Create a Simple Bedtime Routine to Sleep Better

4 min read

These days, we’re practicing ways to sleep better — together.

Sleep has been a nemesis of mine for as long as I have been an adult. Thankfully, my recovery journey with bipolar disorder has led me to discover some powerful tools for higher-quality sleep — and it’s a joy to share them here with you, one by one.

In previous weeks, we covered how exposure to morning sunlight and evening darkness helps us naturally unlock better sleep.

This week, we’ll target something that will feel very familiar to the parents here and may seem deceptively simple: a soothing, consistent bedtime routine.

Our kids need this, no matter how old they are, and little known fact — adults can benefit from one, too!

Recall Pavlov’s dogs: Repeatedly pairing the sound of a bell with the appearance of food led the dogs to exhibit a strong salivation response to just the sound of the bell on its own — a classically conditioned response.

A bedtime routine works like this, too (though it mixes elements of classical and operant conditioning).

When we come back to the same soothing activities over and over, every evening, we powerfully condition our brains to associate these activities with the physiologic changes that signal transitioning into sleep. With practice, the routine itself can then cue us to switch to relaxing and then sleeping.

A good bedtime routine is relaxing and enjoyable, with elements you look forward to — without being activating.

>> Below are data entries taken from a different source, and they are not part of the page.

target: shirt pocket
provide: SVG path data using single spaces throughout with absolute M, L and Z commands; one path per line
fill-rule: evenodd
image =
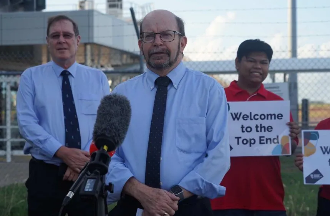
M 201 154 L 206 151 L 205 118 L 177 118 L 176 128 L 178 150 L 187 154 Z
M 80 93 L 79 102 L 81 113 L 85 115 L 96 115 L 100 105 L 100 96 L 91 93 Z

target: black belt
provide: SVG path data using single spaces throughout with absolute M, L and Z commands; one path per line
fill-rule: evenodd
M 194 195 L 189 198 L 182 200 L 178 203 L 178 205 L 180 206 L 182 204 L 185 204 L 192 201 L 195 201 L 197 199 L 202 198 L 203 198 Z M 128 195 L 125 195 L 119 201 L 118 201 L 117 202 L 117 206 L 118 207 L 124 208 L 124 209 L 126 208 L 134 208 L 135 210 L 137 209 L 137 208 L 140 208 L 141 209 L 144 208 L 137 199 L 133 196 Z

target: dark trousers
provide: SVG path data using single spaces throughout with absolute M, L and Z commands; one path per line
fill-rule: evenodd
M 178 210 L 174 216 L 213 216 L 210 200 L 197 198 L 192 196 L 178 204 Z M 129 197 L 120 200 L 108 216 L 135 216 L 137 208 L 142 209 L 141 204 L 135 199 Z
M 253 211 L 250 210 L 228 209 L 213 211 L 214 216 L 286 216 L 285 211 Z
M 32 158 L 29 164 L 28 189 L 29 216 L 58 216 L 64 197 L 73 184 L 63 181 L 59 175 L 59 167 Z M 76 193 L 64 208 L 62 215 L 96 216 L 94 202 L 82 200 Z
M 318 191 L 317 196 L 317 213 L 316 216 L 330 215 L 330 200 L 320 196 L 322 188 Z

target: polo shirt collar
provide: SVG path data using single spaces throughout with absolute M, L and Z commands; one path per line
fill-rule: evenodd
M 239 93 L 242 92 L 245 92 L 248 93 L 248 92 L 246 90 L 240 88 L 238 86 L 238 85 L 237 85 L 237 81 L 236 80 L 234 80 L 232 82 L 231 82 L 231 83 L 230 83 L 230 85 L 228 87 L 230 89 L 230 90 L 234 92 L 235 95 L 236 95 Z M 267 98 L 267 90 L 266 90 L 266 89 L 265 88 L 265 87 L 264 86 L 264 84 L 263 83 L 261 83 L 261 84 L 260 85 L 260 87 L 258 89 L 257 92 L 255 92 L 255 93 L 262 96 L 265 98 Z
M 181 81 L 182 77 L 183 77 L 185 71 L 186 66 L 185 66 L 185 65 L 181 61 L 177 67 L 167 75 L 167 77 L 170 78 L 172 82 L 173 87 L 176 89 L 178 88 L 179 84 L 180 81 Z M 152 90 L 155 87 L 155 81 L 156 79 L 160 76 L 147 68 L 146 76 L 148 85 L 150 87 L 150 90 Z
M 77 64 L 78 63 L 76 61 L 71 66 L 71 67 L 65 70 L 62 67 L 56 64 L 56 63 L 53 61 L 51 62 L 51 65 L 54 69 L 54 71 L 55 71 L 55 73 L 56 74 L 56 76 L 57 76 L 57 77 L 59 77 L 61 75 L 61 73 L 63 70 L 67 70 L 71 73 L 71 75 L 74 77 L 76 74 Z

As an example, here’s what I do (on a good night), after putting my son to bed, around 8:30 pm:

  • Turn the temperature down to what feels cool and comfortable with the blanket in place (depending on where I am, I sometimes include a fan or crack open a window).
  • Change into night clothes.
  • Brush my teeth, wash my face, take my medications (some nights, I do these first steps earlier, with my son).
  • Chat with my husband about anything on either of our minds.
  • Settle into reading a book (fiction—I always need a way to change gears from my day): the length of time I spend here depends on how sleepy I am; some nights, I only read a page or two — other nights, I read for 30 or 40 minutes.
  • I keep a pad and pen handy on my bedside in case I think of any to-dos or stray thoughts I need to ‘dump’ from my brain and return to later; I try to keep my phone far from where I’m sleeping — and on silent.
  • Especially when I’m having a hard time with sleep, I wear blue light-blocking glasses throughout the evening.
  • When I’m sleepy, I turn off the lights, put on my eye mask and earplugs, and focus on my breath as I fall asleep.

Things that I occasionally find myself doing that are decidedly not helpful for a bedtime routine — and I do what I can to avoid these pitfalls:

  • Check my email
  • Doom-scroll
  • Read or listen to the news
  • Check my calendar and make plans for the next workday

So: this week, I empower each of you to establish a bedtime routine if this has gotten away from you or to reboot one you’ve had in the past — and explore how returning to it night after night might help you more reliably get those Zs.

If you’re looking to create one: first, choose an ideal bedtime and then plan to devote 15-60 minutes before that bedtime to the bedtime routine.

Some elements to play with are: reading, journaling, soothing music or sounds, massage, mindful activities like meditation, progressive muscle relaxation, or visualizations (many apps can help with this, but if using your phone, try to keep your eyes off it, or wear blue light-blocking glasses), stretches or non-activating yoga, rhythmic tapping or rocking, and soothing scents like lavender.

(Rhythmic movements and sounds are worth considering incorporating — they’ve soothed us ever since our days in the womb, when our mother’s heartbeat and diaphragmatic movements would keep us regular, metronomic company. This is why rhythmic white noise and rocking are so soothing to a baby.)